Libia, l’Italia guiderà un contingente di truppe scelte contro l’Isis

In Libia l’Italia sarà a capo di un contingente di truppe scelte schierate contro l’Isis. L’operazione coinvolgerà circa 6.000 soldati, tra marine americani e truppe europee. Dall’Inghilterra, quindi, confermano il ruolo di comando degli italiani, lasciando intendere però che la presenza sul terreno dovrebbe essere limitata alla semplice coordinazione delle truppe sul campo. Escluso per ora il coinvolgimento in prima linea di soldati italiani.

Libia, l'Italia guiderà un contingente di truppe scelte contro l'Isis

La notizia della collaborazione italiana nelle operazioni militari in Libia è stata riportata dal tabloid inglese Mirror. Nel giro di poche settimane un migliaio di soldati inglesi, tra cui 200 operatori della Sas, sbarcheranno per arginare l’avanzata del Califfato nel Paese africano. L’operazione coinvolgerà circa seimila soldati, truppe scelte composte da marine americani e soldati della Legione straniera che verranno schierati come truppe combattenti al fianco delle milizie lealiste. In un primo momento dovrebbero svolgere compiti di formazione, ma l’impiego in prima linea appare certo considerando il numero schierato. La Royal Navy, intanto, ha inviato anche un cacciatorpediniere verso la costa del Nord Africa ed alla RAF è stato dato l’ordine di allestire una nuova campagna aerea contro obiettivi dello Stato islamico in Libia.

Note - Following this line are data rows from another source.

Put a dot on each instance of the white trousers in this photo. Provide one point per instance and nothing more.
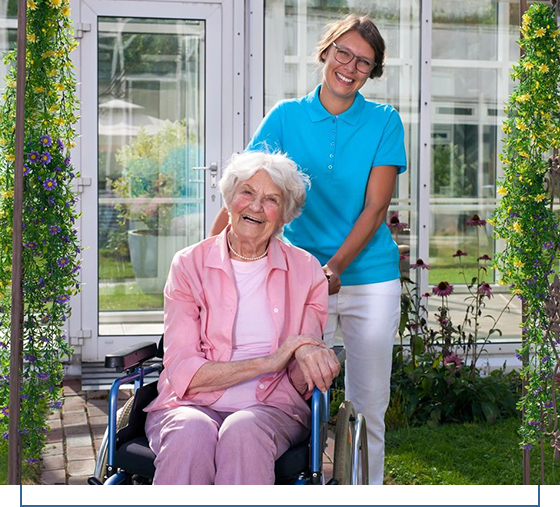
(368, 316)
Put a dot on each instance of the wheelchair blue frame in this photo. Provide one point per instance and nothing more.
(320, 403)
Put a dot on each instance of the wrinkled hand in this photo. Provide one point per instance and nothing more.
(334, 279)
(319, 366)
(280, 359)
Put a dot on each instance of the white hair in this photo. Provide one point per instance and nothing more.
(283, 171)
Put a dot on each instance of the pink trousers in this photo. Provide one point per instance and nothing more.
(198, 445)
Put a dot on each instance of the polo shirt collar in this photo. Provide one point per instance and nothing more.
(317, 111)
(218, 255)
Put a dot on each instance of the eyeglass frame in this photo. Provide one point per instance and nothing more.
(338, 48)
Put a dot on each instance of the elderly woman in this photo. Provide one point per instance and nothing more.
(244, 317)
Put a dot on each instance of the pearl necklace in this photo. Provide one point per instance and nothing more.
(246, 258)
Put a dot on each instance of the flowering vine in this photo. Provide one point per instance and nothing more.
(50, 244)
(524, 218)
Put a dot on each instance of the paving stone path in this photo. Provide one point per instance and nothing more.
(77, 431)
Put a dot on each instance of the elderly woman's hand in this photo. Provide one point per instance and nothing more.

Il premier italiano Matteo Renzi ha più volte insistito sul ruolo guida che deve avere l’Italia nella gestione della crisi libica.
Le ultime analisi nella Regione parlano di una forza estremista di cinquemila elementi in espansione costante. I terroristi hanno già conquistato alcuni importanti giacimenti petroliferi. Una volta arginata l’invasione e stabilizzato l’asseto tattico, l’obiettivo sarà quello di conquistare la roccaforte costiera di Sirte.
La missione principale della nuova Coalizione guidata dall’Italia, sarà quella di impedire che possa cadere nelle mani dei terroristi il più grande giacimento petrolifero del Nord Africa, i pozzi di Marsa al Brega, che si trovano tra Sirte e Bengasi.